Cavernous hemangiomas rarely involve the female genital tract. It is difficult to identify vascular malformations when these lesions are concealed in the vagina or deep vulva area. We present a rare case of vaginal cavernous hemangioma in a 30-year-old primiparous woman with an early severe postpartum hemorrhage (PPH) and delayed continuous bleeding from the episiotomy site. She was treated successfully with transarterial embolization of the left vaginal artery. To our knowledge, this is the first reported case of PPH caused by rupture of a vaginal hemangioma during vaginal delivery in English literature.


Cavernous hemangioma is a benign vascular tumor that develops with wide distribution in internal organs or on the skin. The incidence of cavernous hemangioma is different according to its original location. They are commonly located in the head and neck area; however, female genital tract hemangiomas are relatively rare. They are usually asymptomatic small lesions that are observed incidentally during routine gynecological examinations [1]. Hemangiomas can undergo spontaneous resolution. The treatment of hemangiomas may include intra-lesional glucocorticoid therapy, the use of interferon-α, laser therapy, and surgical excision. Complications, such as rapid growth and bleeding, have been reported in genital tract hemangiomas during pregnancy [2].
A 30-year-old primiparous woman suffered from severe hemorrhage immediately after episiotomy and complained about continuous vaginal bleeding from the episiotomy site after vaginal delivery. When an undiagnosed hemangioma is located at the area where episiotomy is planned, unpredictable massive hemorrhage can occur. We describe a case of serious uncontrollable hemorrhage due to the rupture of an undiagnosed vaginal cavernous hemangioma, caused by an episiotomy incision during vaginal delivery. We also describe successful arterial embolization to treat intractable bleeding from vaginal hemangioma.

Case report

A 30-year-old primiparous woman was transferred to our obstetric unit for delayed postpartum hemorrhage (PPH). She underwent vaginal delivery 3 weeks ago at a local obstetric clinic and gave birth to a healthy baby weighing 3,500 g at 40 weeks of gestation. She had no past or familial, medical, or surgical history of the condition. Medical records from the local clinic described massive bleeding from the episiotomy site, and her blood pressure was 80/50 mmHg. Five units of packed red blood cell were transfused. The physicians experienced difficulty in controlling the bleeding from the episiotomy site for 3 hours. Also, multiple sutures were placed at the episiotomy wound but oozing continued at every stitch.

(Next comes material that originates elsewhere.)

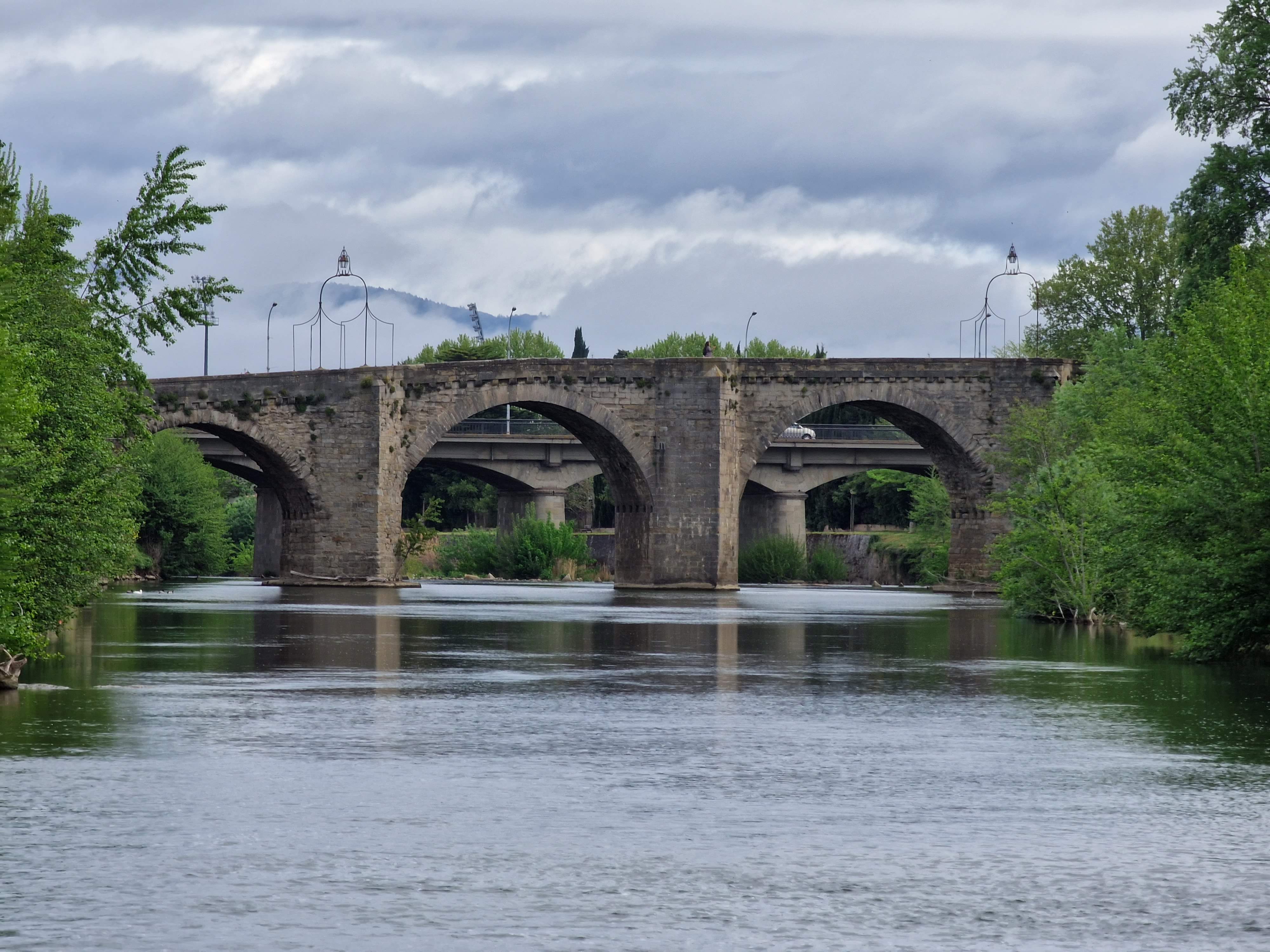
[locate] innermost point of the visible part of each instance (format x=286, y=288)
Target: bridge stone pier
x=679, y=442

The episiotomy was resutured 3 times. The vaginal wall was compressed with Vaseline roll gauze. Although she no longer had severe bleeding after these procedures, vaginal spotting continued if vaginal wall compression was not applied. Physical examination revealed that the posterior and left sides of the vaginal wall were bulgy and bluish, and a small amount of bleeding continued from the median episiotomy suture site 3 cm above the hymen. There was no laceration on the cervix and vagina except for the episiotomy wound. The uterus was firmly palpated, and its cavity was clean on transabdominal ultrasonography. Her vital signs were stable. Her hemoglobin level was 10.5 g/dL. The other laboratory results, including the tests for liver function, electrolytes, urinalysis, C-reactive protein, and coagulation profiles, were normal.
She received fluid therapy with intravenous hemostatic agents, and the vaginal wall was compressed again with a Vaseline gauze. On hospital day 3, vaginal bleeding continued, and we resutured and electrocauterized the episiotomy and applied various local hemostatic agents (Tachosil®, Takeda, Osaka, Japan; Cutanplast Sponge Standard®, Mascia Brunelli, Milano, Italy) on the bleeding point. The vaginal bleeding decreased significantly after the procedure, and the patient was discharged with antibiotics on postoperative day 3.
She revisited our obstetric unit for evaluation of the episiotomy condition 2 weeks later. Contrary to our expectation, she still had vaginal spotting on a coin-sized elevated raw surface of the posterior vaginal wall. She recalled she had clitoromegaly and was diagnosed with clitoral hemangioma treated by clitoral wedge resection 12 years ago. During the prenatal period, she unintentionally did not mention the hemangioma to her doctor. We supposed that the bluish bulged vaginal lesion was related to the previous clitoral hemangioma. We recommended pelvic magnetic resonance imaging (MRI) for detection of a concealed hemangioma in the vagina and performed deep punch biopsy in the upper episiotomy site of the vaginal wall. Acute bleeding from the biopsy site was controlled by compression with a Vaseline gauze and the patient was promptly referred to a radiologist for vascular intervention as planned. Pelvic MRI revealed a 7.8-cm hemangioma with a long axis in the left vaginal area (Fig. 1A). Pathologically, cavernous hemangioma was confirmed by the large dilated vessels lined by flattened endothelium. Many blood vessels were filled with red blood cells agglomerated together (Fig. 1B). After superselection of the left vaginal artery, transarterial embolization (TAE) with Gelfoam was performed. (Fig. 2). Vaginal bleeding finally stopped on postembolization day 3, and she was discharged without acute complications. After 1 month, she was doing well, and vaginal bleeding had not recurred.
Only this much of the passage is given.